Pour Ferraris, Indiana Jones – Les aventuriers de l’Arche perdue plus précisément – nous offre un cas d’école, avec la scène de combat entre Indy et un costaud armé d’un cimeterre. Lequel, après une impressionnante démonstration de force se fait tout simplement abattre à coup de pistolet. Ferraris se sert de ce cas pour indiquer en quoi un objet technique peut venir modifier un récit, et faire paraitre des situations nouvelles totalement absurdes. Il se demande ensuite comment un objet technique contemporain, tel que le téléphone mobile, pourrait infléchir toutes sortes de scènes. Il cite en particulier la façon dont un échange téléphonique aurait pu infléchir la scène finale de Docteur Jivago… dans lequel (feu) Omar Sharif aurait pu finalement rejoindre sa Lara.

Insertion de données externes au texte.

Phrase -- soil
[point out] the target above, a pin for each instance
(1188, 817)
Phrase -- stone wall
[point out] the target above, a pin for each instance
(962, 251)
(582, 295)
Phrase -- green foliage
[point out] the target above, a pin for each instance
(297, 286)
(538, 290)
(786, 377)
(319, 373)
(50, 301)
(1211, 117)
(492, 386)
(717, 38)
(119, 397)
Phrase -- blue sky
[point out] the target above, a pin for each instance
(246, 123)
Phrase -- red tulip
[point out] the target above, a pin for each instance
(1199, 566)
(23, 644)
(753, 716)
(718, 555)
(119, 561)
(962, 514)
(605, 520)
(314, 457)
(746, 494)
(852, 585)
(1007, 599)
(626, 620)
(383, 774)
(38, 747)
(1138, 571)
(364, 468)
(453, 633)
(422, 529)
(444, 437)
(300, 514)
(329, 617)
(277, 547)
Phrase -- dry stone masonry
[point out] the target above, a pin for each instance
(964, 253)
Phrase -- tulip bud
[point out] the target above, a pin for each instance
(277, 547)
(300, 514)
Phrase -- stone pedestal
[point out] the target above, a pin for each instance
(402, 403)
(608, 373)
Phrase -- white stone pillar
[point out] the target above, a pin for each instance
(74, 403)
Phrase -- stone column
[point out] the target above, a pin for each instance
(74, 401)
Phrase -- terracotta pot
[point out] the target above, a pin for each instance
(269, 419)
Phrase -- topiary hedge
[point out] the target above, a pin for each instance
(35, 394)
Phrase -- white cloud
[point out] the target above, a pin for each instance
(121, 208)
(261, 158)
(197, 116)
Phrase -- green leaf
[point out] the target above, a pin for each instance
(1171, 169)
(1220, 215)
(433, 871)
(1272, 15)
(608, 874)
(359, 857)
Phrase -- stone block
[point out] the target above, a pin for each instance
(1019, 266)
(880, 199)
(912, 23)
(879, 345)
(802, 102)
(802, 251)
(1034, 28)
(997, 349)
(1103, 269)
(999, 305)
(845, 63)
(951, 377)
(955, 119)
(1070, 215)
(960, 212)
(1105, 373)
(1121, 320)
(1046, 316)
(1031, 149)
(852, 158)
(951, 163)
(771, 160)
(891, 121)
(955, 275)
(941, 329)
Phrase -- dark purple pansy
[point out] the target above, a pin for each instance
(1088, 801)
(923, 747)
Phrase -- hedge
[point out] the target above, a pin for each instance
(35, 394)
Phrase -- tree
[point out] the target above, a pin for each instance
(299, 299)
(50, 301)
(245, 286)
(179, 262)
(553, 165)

C’est d’ailleurs un raisonnement assez courant aujourd’hui. L’écrivain Sud-Africain John Coetzee, dans un échange épistolaire avec Paul Auster, s’interrogeait ainsi plus largement sur la place du mobile dans la narration :

“The presence/absence of mobile phones in one’s fictional worlds is going to be, I suspect, no trivial matter. Because so much of the mechanics of novel writing, past and present, is taken up with making information available to characters or keeping it from them, with getting people together in the same room or holding them apart. If, all of a sudden, everyone has access to more or less everyone else – electronic access, that is – what becomes of all that plotting?”

Ce questionnement, aussi léger soit-il, ne se cantonne pas aux réflexions d’écrivains, puisque j’ai pu entendre des considérations similaires dans une étude en cours sur les usages du smartphone. Dans une version plus pragmatique, il s’agit par exemple de proposer une relecture du cinéma en se demandant comment des films et des scènes mythiques aurait bénéficié ou aurait été “ruiné” par les usages du téléphone mobile dans ses différentes incarnations. Dans quelle mesure Forest Gump aurait bénéficié d’un mobile ? Qu’aurait fait Tony Montana avec un smartphone ? Et Chaoz? Comment un iPhone aurait-il pu changer le déroulement de Retour vers le Futur ?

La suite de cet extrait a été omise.